The third change is, in the Indian context, arguably the most significant. This is that there is now a real hunger for English among the poor. As many readers of this column will know, from their own experience, domestic servants are determined that their children will not follow them into their profession. They recognize that the best way to escape hereditary servitude is for their children to learn the language of mobility and opportunity, which of course is English. The desire to learn English thus runs deep among all castes and communities. Poor Muslims are as keen to learn the language as are poor Dalits or adivasis.
Whether one approves of it or not, this rush to learn English is unstoppable. Rammanohar Lohia and his followers have lost the battle to banish English from the imagination or learning experience of the Indian child. That said, one might still wish for a sort of historic compromise between the positions articulated by Gandhi and Polak. We live in a land of a quite extraordinary diversity of linguistic and literary traditions. And yet in practice we tend to privilege one language at the expense of all the others. That so many middle- and upper-class Indians speak only English is a shame; that so many subaltern and working class Indians do not have access to decent education in English is equally a shame.
As for Gandhi’s children, despite their father’s insistence that they speak and learn only in Gujarati, they willy-nilly picked up the lingua franca of Johannesburg, which fortuitously was also the lingua franca of the world. In the enclaves of class and language that Indians live in, the promotion of bilingualism and multilingualism is certainly more difficult. It is easy enough for a child of the elite to acquire a smattering of Hindi (or Marathi or Kannada) phrases; how much more enriching would it be for him to learn the language well enough to read widely in its literature. By the same token, children from subaltern families are constrained by money and class from acquiring more than a functional knowledge of English.

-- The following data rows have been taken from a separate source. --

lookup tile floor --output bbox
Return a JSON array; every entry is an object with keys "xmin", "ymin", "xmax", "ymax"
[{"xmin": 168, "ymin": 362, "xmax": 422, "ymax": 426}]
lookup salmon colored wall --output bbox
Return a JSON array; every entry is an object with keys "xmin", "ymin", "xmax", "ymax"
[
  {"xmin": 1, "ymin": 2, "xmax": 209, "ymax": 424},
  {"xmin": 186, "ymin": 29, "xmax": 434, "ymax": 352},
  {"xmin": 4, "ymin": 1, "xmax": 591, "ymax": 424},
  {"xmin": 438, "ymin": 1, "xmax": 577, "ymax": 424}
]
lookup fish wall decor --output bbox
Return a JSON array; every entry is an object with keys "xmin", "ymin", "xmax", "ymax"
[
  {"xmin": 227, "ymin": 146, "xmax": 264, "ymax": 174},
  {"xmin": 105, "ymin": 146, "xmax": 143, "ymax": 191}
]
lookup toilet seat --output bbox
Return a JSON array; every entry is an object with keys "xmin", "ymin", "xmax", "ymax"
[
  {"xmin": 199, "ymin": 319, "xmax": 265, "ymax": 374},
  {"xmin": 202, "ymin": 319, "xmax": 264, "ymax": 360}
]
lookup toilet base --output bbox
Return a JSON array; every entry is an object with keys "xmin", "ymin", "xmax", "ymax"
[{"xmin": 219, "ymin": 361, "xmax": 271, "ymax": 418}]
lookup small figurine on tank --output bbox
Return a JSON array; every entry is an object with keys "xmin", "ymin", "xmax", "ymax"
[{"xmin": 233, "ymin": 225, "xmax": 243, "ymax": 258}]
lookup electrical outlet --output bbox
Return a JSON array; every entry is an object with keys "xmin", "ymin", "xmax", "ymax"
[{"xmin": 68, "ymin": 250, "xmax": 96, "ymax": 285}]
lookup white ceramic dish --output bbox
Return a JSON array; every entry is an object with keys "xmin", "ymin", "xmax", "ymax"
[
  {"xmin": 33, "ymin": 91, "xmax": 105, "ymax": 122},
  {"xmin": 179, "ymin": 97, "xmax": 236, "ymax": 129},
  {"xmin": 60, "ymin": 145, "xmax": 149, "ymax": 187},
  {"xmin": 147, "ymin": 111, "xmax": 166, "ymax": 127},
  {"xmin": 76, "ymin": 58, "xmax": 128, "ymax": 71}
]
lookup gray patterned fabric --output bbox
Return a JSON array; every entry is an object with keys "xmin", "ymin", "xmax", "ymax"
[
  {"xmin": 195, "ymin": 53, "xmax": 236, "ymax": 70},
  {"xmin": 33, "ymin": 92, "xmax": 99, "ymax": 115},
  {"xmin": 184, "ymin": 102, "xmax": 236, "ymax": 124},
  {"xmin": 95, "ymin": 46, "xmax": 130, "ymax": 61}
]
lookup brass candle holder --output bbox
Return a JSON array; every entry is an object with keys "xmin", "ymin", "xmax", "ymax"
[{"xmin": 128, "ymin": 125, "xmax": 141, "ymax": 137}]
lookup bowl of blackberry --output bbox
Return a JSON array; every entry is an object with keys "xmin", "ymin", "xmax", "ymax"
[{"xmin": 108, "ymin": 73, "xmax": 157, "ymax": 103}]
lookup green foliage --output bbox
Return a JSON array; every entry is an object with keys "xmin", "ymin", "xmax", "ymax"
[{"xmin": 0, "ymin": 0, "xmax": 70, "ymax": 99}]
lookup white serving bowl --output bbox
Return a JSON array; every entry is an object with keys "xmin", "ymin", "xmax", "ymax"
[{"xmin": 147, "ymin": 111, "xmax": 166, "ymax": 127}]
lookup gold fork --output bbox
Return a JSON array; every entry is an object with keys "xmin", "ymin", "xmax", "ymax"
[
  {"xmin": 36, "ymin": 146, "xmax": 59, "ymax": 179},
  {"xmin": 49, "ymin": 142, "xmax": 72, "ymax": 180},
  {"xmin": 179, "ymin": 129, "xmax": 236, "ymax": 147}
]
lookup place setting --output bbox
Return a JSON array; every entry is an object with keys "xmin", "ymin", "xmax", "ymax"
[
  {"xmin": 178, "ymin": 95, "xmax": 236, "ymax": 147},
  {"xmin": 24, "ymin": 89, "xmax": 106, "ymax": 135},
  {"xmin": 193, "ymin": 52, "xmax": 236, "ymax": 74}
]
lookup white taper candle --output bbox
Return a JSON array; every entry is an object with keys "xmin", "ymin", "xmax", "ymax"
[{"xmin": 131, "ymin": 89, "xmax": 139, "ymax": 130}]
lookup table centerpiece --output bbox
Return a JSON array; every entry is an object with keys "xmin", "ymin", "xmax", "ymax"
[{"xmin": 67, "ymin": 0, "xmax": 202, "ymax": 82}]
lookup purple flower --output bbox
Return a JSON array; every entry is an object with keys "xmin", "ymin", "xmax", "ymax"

Gandhi is not known to have been a model father, but by the accident of circumstance in at least this respect his children turned out to be more fortunate than other Indians. Their bilingualism came naturally, with the language of the home being supplemented by the language of the city they lived in. In contemporary India, on the other hand, a meaningful and enduring bilingualism remains out of reach of the vast majority of citizens.